Worked example: cURL

Non-streaming:


curl http://localhost:4000/v1/chat/completions \
  -H "Content-Type: application/json" \
  -H "Authorization: Bearer sk-myinstancekey" \
  -d '{
    "model": "demo-bot",
    "messages": [{"role": "user", "content": "Summarize Polyant in one sentence."}]
  }'

Streaming:


curl -N http://localhost:4000/v1/chat/completions \
  -H "Content-Type: application/json" \
  -H "Authorization: Bearer sk-myinstancekey" \
  -d '{
    "model": "demo-bot",
    "stream": true,
    "messages": [{"role": "user", "content": "Tell me a story about an AI assistant."}]
  }'

Worked example: Python


from openai import OpenAI
 
client = OpenAI(
    base_url="http://localhost:4000/v1",
    api_key="sk-myinstancekey",
)
 
resp = client.chat.completions.create(
    model="demo-bot",
    messages=[{"role": "user", "content": "Hello!"}],
)
print(resp.choices[0].message.content)

Worked example: TypeScript


import OpenAI from "openai";
 
const client = new OpenAI({
  baseURL: "http://localhost:4000/v1",
  apiKey: "sk-myinstancekey",
});
 
const resp = await client.chat.completions.create({
  model: "demo-bot",
  messages: [{ role: "user", content: "Hello!" }],
});
console.log(resp.choices[0].message.content);

What the API does not support

Function calling on the request side.

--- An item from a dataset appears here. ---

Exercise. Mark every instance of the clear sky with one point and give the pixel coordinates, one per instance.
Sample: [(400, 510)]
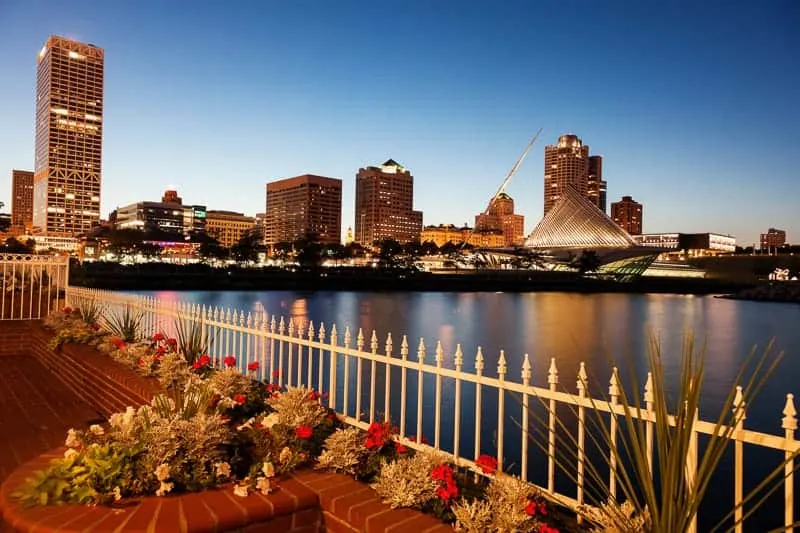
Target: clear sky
[(695, 106)]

Tools are configured per instance from the admin panel, not in the request payload.
Multiple system messages. The system prompt is composed server-side from the eight Prompts sections.
Image input via the API. Multimodal input arrives only through channel adapters today.
Embeddings or moderations. Those endpoints are not implemented.